The 2020/2021 financial reporting period is likely to be no less challenging. The risks for audit firms and individual auditors posed by increased regulatory scrutiny are likely to be amplified by continuing pandemic related challenges to audit firms’ ability to complete audit assignments, including skills shortages, travel restrictions, remote work, social distancing and changing circumstances across different reporting periods.

There are concerns that Australia is suffering from a chronic shortage of skilled workers in the audit space, which is stretching the capacity of practitioners with the required knowledge and ability to perform audits to the appropriate standard.
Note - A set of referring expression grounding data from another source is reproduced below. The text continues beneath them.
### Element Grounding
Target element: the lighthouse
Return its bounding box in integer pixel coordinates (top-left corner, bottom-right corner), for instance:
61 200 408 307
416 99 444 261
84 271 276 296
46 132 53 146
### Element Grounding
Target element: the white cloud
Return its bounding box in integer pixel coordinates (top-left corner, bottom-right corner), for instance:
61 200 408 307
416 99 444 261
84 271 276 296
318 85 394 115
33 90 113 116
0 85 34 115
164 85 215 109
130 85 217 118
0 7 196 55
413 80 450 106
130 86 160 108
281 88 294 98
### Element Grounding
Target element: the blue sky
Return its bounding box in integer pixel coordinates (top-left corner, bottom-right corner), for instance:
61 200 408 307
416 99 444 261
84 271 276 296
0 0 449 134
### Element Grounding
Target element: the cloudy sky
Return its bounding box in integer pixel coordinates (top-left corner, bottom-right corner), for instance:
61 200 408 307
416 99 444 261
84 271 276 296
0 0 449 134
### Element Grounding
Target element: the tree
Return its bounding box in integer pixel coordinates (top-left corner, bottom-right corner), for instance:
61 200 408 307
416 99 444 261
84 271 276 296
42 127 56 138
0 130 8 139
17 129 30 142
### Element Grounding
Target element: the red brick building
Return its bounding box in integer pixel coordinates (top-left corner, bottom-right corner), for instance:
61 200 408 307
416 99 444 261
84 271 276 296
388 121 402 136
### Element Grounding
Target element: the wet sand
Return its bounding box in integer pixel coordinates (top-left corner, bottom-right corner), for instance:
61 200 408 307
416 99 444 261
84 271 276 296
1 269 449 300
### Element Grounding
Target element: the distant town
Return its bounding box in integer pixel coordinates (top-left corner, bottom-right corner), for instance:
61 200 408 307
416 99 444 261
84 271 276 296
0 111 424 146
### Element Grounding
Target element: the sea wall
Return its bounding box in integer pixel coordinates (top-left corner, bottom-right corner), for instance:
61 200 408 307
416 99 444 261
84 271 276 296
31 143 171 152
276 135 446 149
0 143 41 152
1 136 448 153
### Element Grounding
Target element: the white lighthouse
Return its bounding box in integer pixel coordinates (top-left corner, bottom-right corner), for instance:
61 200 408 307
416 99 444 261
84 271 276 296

Such capacity shortages may impact adversely on the quality of audits, which may in turn lead to more audit failings.

Further, financial reporting for financial periods from 31 March 2020 is likely to become more difficult for pandemic related reasons, with auditors grappling with complex issues in multiple key audit areas, such as:

  • recognition and measurement of values of assets and liabilities;
  • disclosures, including sources of estimation uncertainty, key assumptions, sensitivity analysis, and explanations of results, risks, strategies and future prospects;
  • accounting for types of support and assistance received from government, lenders, landlords and others;
  • ‘going concern’ assessments, solvency statements and ‘subsequent event’ statements.

Implications for auditors and insurers

While the fines levied on EC Audit and Mr Evett may seem relatively modest, the “first-of-its-kind” prosecution has wider implications, and the cancellation of the lead auditor’s registration by the CADB should be of concern to individual auditors.

So too, recent comments from ASIC’s Commissioner, Cathie Armour, to the effect that the criminal prosecution should act as a deterrent against auditor misconduct and ASIC will continue to prosecute serious failures to comply with applicable audit standards.

Those comments suggest a potentially tougher regulatory regime for audit firms, with more severe consequences for firms and individual auditors who are found to have committed serious audit failings.

In a continuing COVID-19 affected climate, that may have at least the following implications:

  • an increase in the cost to the industry of defending and settling claims;
  • higher insurance premiums and/or tougher terms and conditions;
  • increases in audit fees;
  • smaller audit firms suffering disproportionately in a tougher regulatory environment;
  • fewer accounting firms with the appetite to carry out audits, reducing competition in the market; and
  • reduced underwriting appetite among insurers.

In summary, tough times ahead for Australian audit firms.